If you’ve had an idea, chances are someone else did it first. Studying other people’s recordings, scores, interviews and analyses will give you a head start because it will show you what your precursors tried to do, what they succeeded at, where they failed and what you can build upon or improve.

12. Listen widely

I always feel like life is more exciting after discovering something I’d not heard previously. If you're listening to the same stuff over and over, you stagnate. Keep an open mind, listen to what you hate as well as love, and ask your friends for recommendations. Also life will be better. Some awesome stuff that I’ve recently been recommended by my friend, and absolutely wonderful composer, Christian Drew (find him on SoundCloud yo): Asuna (everything on Spotify) and The Thin Tree by Klaus Lang. Also I’ve been enjoying The Raga Guide recently, an album of Indian Classical music. Stunning.

 

13. Let it all in

I’ve always loved martial arts movies and animated fight choreography. I love the flow of movement, gesture, rhythms and visceral impact of every blow and throw. For similar reasons I find watching the dance choreography of Tricia Miranda addictive. Growing up, I felt the former example was an easy way of connecting to my cultural identity as an Asian person (although, to better do this, I definitely should have spent more time actually learning the languages of my parents instead of wasting hours watching Donnie Yen kick the crap out of everyone in a 2m radius of himself). Years later, I went to a Lee Krasner exhibition in the Barbican Centre and discovered that for me its all part of the same thing. The exploding energy and impact of Lee Krasner’s somersaulting gestures and the flow of fight and dance choreography all connect in my mind musically with the rhythmic instability found in Stravinsky’s Petrushka or much of Finnissy’s output, and now I love tuplets. Everyone’s going to like and be obsessed with different things, so just let yourself be and you’ll begin to develop an artistic personality that is as interesting and nuanced as your personal personality already is.

14. Culture up

Arts, theatre and dance run parallel to (and often intermingle with) music in such an exciting way.

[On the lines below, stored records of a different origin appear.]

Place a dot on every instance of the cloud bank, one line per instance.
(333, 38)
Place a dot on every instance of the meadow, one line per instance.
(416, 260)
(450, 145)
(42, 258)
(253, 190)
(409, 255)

In the same vein as the above, just go out, see a bunch of stuff and be excited by a bunch of stuff. You know what, I really need to do this more myself. Oh, and obviously see live music in an array of different settings, because recordings are so photoshopped for things like balance and general editing nowadays. You won’t know how something actually sounds until you hear it live.

 

15. Exercise, stretch, have a good composing setup

Murakami runs and that’s enough for me. It probably should for you too. Seriously though, take care of your body and your mind will feel better for it. See a physio if you get aches and pains, and they can suggest changes you can make to your physical working situation. You will compose better. Just on the subject of exercise, and this is hardly an inspiring story, but once I was running and, around that time, I was writing a serial piece. I memorised the row and its transformations and, as I ran, I looped the rows round in my mind. I came back and finished the piece in 10 minutes. Just kidding, but writing the piece was a lot easier after. Then again, another time I went running and got an entire bottle of Yazoo thrown at me. So swings and roundabouts.

 

16. Apply to competitions, schemes and prizes

Throw out a big wide net and you’ll catch loads more fish. Figuratively. I don’t think this is how fishing actually works. I also need to do this myself more.

There you have it, I don’t have all the answers, or do I? Now PM me, and I’ll send you my account details so you can money me for all the life-changing knowledge you just received, you just got KNOWLEDGED.